My rating: 3 of 5 stars

I received this in exchange for an honest review from NetGalley. Thank you to the author, Luke Gracias, and the publisher for this opportunity.

The first half of this book was a solid 4 stars full of suspense, twists and intrigue. The second half, however, was a shaky 1.5 stars and completely pulled the book down.

Pros:
– Its fast pace and constant twists and turns will keep you hooked for the majority of the book
– The story is intensely creative and has a great shock impact – you won’t want to read any spoilers for this book, its surprises in the first third are the best part!
– It’s super easy to get emotionally involved in this book, the sheer suspense alone leaves you feeling like a nervous wreck desperate to know more.

Cons:
– The book should have ended in the middle with the latter part condensed into an epilogue or a companion book perhaps. There is a huge disconnect between the first part of the novel and the second part, it’s the biggest gap I’ve seen in a fiction book and it just completely derails the whole novel by giving a racy thriller a rather information-dense, bland ending.
– I found it really hard to care about any of the characters, making them more likeable would give this book a lot more impact, particularly when it comes to Denise’s friends and her daughters.

This book is a struggle to review. The majority of the book is fantastic, it has everything you could ever wish for in a fast-paced thriller and then some. It took me a little time to get into it but once I got past the initial story-building (which seems disjointed from the rest of the novel until you can make more sense of it), I couldn’t put the book down…until the second part.

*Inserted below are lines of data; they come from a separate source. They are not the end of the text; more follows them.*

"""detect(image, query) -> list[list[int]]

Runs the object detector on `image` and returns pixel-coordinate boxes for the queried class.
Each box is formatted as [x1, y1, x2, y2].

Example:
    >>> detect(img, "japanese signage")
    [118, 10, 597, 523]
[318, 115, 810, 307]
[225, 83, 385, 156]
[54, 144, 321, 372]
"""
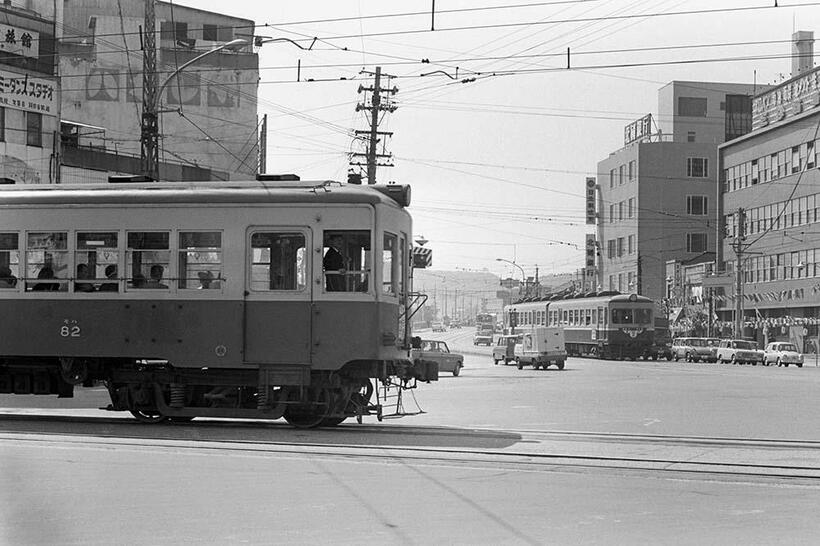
[586, 233, 595, 266]
[752, 66, 820, 129]
[586, 177, 595, 224]
[0, 70, 57, 115]
[0, 24, 40, 58]
[624, 114, 652, 146]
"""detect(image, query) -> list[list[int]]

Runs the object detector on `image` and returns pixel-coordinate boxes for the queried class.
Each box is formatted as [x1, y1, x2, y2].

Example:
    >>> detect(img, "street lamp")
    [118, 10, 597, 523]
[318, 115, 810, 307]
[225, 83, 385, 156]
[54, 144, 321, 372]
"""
[141, 38, 250, 180]
[495, 258, 529, 296]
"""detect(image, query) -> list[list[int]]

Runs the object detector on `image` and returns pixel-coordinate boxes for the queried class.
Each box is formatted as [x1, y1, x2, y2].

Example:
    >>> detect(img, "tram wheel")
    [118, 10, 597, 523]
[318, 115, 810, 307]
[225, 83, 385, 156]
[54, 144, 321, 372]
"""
[130, 410, 167, 425]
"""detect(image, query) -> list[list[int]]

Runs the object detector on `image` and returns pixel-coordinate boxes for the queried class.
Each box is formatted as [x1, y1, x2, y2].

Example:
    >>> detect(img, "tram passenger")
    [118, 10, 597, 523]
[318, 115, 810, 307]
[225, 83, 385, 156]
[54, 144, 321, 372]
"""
[322, 235, 346, 292]
[74, 264, 94, 292]
[31, 265, 60, 292]
[0, 265, 17, 288]
[144, 264, 168, 288]
[100, 264, 120, 292]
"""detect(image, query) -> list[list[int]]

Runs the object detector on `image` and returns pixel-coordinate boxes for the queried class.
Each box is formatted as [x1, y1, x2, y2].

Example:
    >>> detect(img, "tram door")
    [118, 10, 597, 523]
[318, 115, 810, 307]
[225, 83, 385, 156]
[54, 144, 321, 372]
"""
[245, 227, 312, 364]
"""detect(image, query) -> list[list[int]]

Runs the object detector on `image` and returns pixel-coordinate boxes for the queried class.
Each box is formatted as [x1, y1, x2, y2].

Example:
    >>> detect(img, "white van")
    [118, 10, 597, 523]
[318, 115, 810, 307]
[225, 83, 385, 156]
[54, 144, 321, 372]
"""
[514, 326, 567, 370]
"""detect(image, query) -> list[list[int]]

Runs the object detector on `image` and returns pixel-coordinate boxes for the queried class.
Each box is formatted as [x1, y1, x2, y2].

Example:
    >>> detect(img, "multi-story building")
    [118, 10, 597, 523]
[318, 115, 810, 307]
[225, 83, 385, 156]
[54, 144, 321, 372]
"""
[0, 2, 60, 184]
[712, 32, 820, 350]
[597, 81, 754, 301]
[56, 0, 259, 182]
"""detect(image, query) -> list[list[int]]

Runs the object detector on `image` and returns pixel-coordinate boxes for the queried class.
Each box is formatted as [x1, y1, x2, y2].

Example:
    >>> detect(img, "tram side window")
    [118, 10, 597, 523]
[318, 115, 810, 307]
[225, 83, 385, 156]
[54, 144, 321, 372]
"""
[74, 231, 120, 292]
[635, 309, 652, 324]
[0, 233, 20, 289]
[322, 230, 372, 292]
[126, 231, 171, 290]
[177, 231, 223, 290]
[612, 309, 635, 324]
[26, 231, 69, 292]
[251, 231, 307, 292]
[382, 233, 401, 295]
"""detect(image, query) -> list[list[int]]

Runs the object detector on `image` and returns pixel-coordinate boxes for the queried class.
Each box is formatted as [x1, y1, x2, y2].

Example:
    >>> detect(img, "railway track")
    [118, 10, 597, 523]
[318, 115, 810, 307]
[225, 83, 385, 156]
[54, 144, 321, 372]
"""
[0, 413, 820, 486]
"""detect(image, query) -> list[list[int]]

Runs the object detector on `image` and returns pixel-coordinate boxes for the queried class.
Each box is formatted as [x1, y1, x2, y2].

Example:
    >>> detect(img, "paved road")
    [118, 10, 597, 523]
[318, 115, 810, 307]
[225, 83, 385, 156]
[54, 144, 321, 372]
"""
[0, 329, 820, 544]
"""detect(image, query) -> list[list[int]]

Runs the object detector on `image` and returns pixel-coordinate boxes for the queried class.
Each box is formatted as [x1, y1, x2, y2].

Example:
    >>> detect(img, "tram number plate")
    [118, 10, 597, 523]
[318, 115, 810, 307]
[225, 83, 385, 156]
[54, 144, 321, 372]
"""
[60, 319, 81, 337]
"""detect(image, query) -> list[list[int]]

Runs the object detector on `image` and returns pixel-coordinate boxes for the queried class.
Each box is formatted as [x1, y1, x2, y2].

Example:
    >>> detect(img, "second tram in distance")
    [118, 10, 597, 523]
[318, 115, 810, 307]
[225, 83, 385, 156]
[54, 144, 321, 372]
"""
[504, 292, 655, 359]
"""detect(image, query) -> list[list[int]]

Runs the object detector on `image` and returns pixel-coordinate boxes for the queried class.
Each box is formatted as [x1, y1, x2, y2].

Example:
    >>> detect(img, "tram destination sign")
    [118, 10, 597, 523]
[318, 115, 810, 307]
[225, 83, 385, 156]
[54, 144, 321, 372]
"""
[624, 114, 652, 146]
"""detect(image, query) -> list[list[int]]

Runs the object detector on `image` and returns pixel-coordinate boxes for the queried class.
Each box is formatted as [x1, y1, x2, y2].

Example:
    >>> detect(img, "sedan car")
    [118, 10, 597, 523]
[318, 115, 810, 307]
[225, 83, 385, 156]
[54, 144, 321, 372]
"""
[717, 339, 763, 365]
[763, 341, 803, 368]
[412, 339, 464, 376]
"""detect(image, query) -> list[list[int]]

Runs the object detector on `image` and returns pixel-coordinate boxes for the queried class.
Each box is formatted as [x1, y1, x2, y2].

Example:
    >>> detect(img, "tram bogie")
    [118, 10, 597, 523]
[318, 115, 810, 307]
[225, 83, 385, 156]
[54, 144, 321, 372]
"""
[0, 182, 437, 427]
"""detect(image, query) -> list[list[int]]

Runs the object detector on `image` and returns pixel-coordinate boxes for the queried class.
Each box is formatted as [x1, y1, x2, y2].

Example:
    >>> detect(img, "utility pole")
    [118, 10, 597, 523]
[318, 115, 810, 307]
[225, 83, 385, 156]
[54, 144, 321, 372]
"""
[140, 0, 159, 180]
[350, 66, 399, 184]
[733, 208, 746, 338]
[259, 114, 268, 174]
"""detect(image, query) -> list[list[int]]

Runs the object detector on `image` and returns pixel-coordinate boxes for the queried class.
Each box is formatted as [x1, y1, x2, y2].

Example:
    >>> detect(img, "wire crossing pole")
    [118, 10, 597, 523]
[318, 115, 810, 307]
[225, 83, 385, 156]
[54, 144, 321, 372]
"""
[734, 208, 746, 339]
[140, 0, 159, 180]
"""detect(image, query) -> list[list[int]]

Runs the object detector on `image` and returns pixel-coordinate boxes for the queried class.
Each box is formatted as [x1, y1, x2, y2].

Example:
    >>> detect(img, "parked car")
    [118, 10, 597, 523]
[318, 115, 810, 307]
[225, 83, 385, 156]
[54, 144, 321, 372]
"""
[514, 326, 567, 370]
[493, 334, 521, 364]
[763, 341, 803, 368]
[412, 339, 464, 376]
[473, 332, 493, 347]
[717, 339, 763, 365]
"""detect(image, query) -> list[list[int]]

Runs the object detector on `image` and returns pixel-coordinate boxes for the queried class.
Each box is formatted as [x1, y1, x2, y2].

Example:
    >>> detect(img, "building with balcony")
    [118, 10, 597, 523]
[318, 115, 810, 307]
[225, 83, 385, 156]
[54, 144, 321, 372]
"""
[712, 32, 820, 350]
[0, 2, 60, 184]
[54, 0, 259, 183]
[597, 81, 755, 301]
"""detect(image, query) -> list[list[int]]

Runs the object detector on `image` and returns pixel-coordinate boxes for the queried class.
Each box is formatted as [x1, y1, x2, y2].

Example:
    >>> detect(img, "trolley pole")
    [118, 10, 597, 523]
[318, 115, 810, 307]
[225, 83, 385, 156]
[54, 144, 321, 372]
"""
[734, 208, 746, 338]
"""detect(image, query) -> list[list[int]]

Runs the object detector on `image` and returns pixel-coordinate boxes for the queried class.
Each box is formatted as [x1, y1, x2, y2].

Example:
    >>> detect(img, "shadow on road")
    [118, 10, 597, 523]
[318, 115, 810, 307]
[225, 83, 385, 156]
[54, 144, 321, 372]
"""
[0, 410, 522, 449]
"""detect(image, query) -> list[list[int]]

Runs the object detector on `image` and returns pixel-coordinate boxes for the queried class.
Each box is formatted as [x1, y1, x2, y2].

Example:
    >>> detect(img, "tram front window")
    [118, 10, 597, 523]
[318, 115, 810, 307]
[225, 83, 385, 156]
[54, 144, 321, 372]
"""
[322, 230, 371, 292]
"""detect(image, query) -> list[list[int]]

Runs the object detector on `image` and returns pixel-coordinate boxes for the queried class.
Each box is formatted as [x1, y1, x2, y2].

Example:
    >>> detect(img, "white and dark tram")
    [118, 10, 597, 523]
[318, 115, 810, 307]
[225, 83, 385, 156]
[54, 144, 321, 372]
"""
[0, 179, 437, 427]
[504, 292, 655, 359]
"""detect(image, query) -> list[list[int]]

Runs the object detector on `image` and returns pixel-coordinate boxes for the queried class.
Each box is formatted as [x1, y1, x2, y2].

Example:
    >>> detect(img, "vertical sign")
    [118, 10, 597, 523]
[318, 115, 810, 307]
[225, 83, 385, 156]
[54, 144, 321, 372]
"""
[586, 233, 595, 268]
[586, 176, 595, 225]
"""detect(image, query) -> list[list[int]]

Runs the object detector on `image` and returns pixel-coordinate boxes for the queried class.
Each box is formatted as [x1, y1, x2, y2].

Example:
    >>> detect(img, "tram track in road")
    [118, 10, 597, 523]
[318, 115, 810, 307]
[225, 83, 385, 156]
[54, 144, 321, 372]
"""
[0, 412, 820, 487]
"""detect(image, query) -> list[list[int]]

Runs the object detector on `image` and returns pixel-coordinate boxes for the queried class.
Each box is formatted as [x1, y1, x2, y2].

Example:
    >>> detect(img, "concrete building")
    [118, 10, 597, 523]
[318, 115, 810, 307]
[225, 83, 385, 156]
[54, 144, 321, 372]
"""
[55, 0, 259, 183]
[710, 32, 820, 350]
[597, 81, 754, 301]
[0, 2, 60, 184]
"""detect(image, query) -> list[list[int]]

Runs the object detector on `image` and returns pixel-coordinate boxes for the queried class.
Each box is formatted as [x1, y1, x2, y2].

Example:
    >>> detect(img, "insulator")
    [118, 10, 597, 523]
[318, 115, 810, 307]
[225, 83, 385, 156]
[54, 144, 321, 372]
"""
[170, 383, 185, 408]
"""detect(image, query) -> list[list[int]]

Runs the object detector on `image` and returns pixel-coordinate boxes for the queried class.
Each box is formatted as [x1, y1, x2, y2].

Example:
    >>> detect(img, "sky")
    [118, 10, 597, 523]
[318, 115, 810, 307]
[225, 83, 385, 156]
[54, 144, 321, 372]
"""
[175, 0, 820, 278]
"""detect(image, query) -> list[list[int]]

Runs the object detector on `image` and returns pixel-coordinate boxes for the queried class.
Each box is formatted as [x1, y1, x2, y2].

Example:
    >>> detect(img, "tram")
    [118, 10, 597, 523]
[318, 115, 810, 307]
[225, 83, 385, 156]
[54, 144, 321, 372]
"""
[0, 177, 437, 428]
[504, 292, 655, 359]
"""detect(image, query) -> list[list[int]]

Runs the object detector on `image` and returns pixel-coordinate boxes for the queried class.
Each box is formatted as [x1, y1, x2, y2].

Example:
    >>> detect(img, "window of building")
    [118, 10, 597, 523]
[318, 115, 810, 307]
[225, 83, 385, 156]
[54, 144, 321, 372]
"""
[686, 233, 707, 252]
[26, 112, 43, 148]
[0, 233, 20, 288]
[26, 231, 69, 292]
[74, 231, 120, 292]
[202, 23, 219, 42]
[686, 195, 708, 216]
[178, 231, 221, 290]
[250, 231, 307, 292]
[126, 231, 171, 290]
[686, 157, 709, 178]
[678, 97, 706, 118]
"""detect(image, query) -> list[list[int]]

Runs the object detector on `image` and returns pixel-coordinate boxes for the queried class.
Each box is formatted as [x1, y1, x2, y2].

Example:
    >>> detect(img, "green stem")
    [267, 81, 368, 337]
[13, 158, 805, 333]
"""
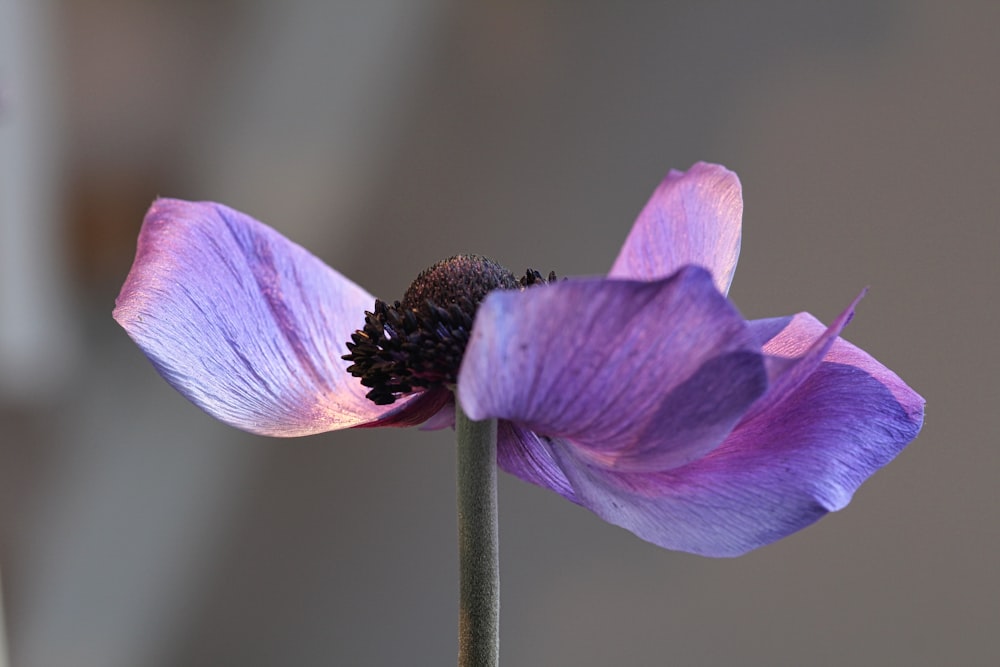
[455, 400, 500, 667]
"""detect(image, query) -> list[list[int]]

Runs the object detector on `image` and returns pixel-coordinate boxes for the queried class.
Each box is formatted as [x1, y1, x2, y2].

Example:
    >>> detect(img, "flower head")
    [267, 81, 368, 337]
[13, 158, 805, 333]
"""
[114, 164, 923, 556]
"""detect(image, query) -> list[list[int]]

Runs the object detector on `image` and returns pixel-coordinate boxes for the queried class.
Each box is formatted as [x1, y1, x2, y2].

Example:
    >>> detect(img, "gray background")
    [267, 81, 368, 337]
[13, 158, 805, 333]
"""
[0, 0, 1000, 667]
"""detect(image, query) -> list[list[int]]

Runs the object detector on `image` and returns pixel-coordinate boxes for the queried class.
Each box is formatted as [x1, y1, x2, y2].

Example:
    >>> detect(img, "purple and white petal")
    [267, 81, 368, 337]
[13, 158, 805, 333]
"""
[458, 266, 767, 471]
[114, 199, 414, 436]
[508, 317, 924, 556]
[609, 162, 743, 294]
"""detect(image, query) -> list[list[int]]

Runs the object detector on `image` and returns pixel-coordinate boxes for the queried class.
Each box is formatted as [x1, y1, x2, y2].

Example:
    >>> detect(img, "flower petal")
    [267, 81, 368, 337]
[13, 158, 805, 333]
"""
[114, 199, 422, 436]
[608, 162, 743, 294]
[458, 266, 767, 470]
[506, 316, 924, 556]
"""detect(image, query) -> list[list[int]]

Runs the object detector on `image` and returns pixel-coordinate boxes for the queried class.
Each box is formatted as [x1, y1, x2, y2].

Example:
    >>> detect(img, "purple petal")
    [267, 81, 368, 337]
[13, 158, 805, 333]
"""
[114, 199, 422, 436]
[743, 289, 868, 421]
[609, 162, 743, 294]
[496, 315, 924, 556]
[458, 266, 767, 470]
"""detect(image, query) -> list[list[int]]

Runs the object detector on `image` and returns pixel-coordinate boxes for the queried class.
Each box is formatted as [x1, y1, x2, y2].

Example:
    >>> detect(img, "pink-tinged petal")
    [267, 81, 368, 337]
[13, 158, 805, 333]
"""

The second part of the book is where things get a bit woolly – we’re given a lot of information. Seriously, a lot . It begins to read like a dry academic history textbook and as a university student studying history, I’ve endured a fair few of these. It’s clear that Gracias is incredibly passionate about the authenticity of the history presented in the book and that it is well-researched but shoehorning this into the main narrative just pulls the rest of the book down. It’s not that the latter part is particularly badly written (which it isn’t), it’s that it just doesn’t fit in with the rest of the book and it’s as though the author decided to add another book on the end of the original one. It puts a complete spanner in the pace of the reading as instead of racing through the pages on tenterhooks with suspense at every turn, you’re suddenly given a lot of dense historical information that is completely out of tone with the first part of the book.
I think this is done to try and add some realism to some of the more far-fetched elements of the main story but it just doesn’t mesh well and instead of adding to it by showing the reader that the story is grounded in historical research, it gives the effect of bombarding the reader with information that is tenuously linked to the story and doesn’t belong in the main book. As I said earlier, if this information was condensed and made more accessible so it was as easily read and understood as the first part of the book, it would make a solid epilogue or even a companion book for readers who want to find out more.

All in all, it’s a good book so long as you don’t mind skipping large chunks of the latter part or battling through it. The first part is a brilliant read and I sincerely hope the author seriously considers reshaping the novel so the first part can be read on its on merit because it’s a gripping thriller that’ll keep you up reading into the early hours of the morning. Its clever twists and the care taken to reveal the story in bitesize amounts to keep you guessing throughout are well-worth giving this book a chance and popping it on your TBR list.

I probably wouldn’t read it again unless it was reformatted in some way, I bet knowing the plot points will make it significantly less interesting the second time around too. I’d recommend this book to anyone who reads the likes of Dan Brown for its history/mystery/religion and/or Martina Cole’s books for their suspense/grittiness but with the advice that, unless the book has sparked an interest in the history of religion, they could skim most of the book’s latter part.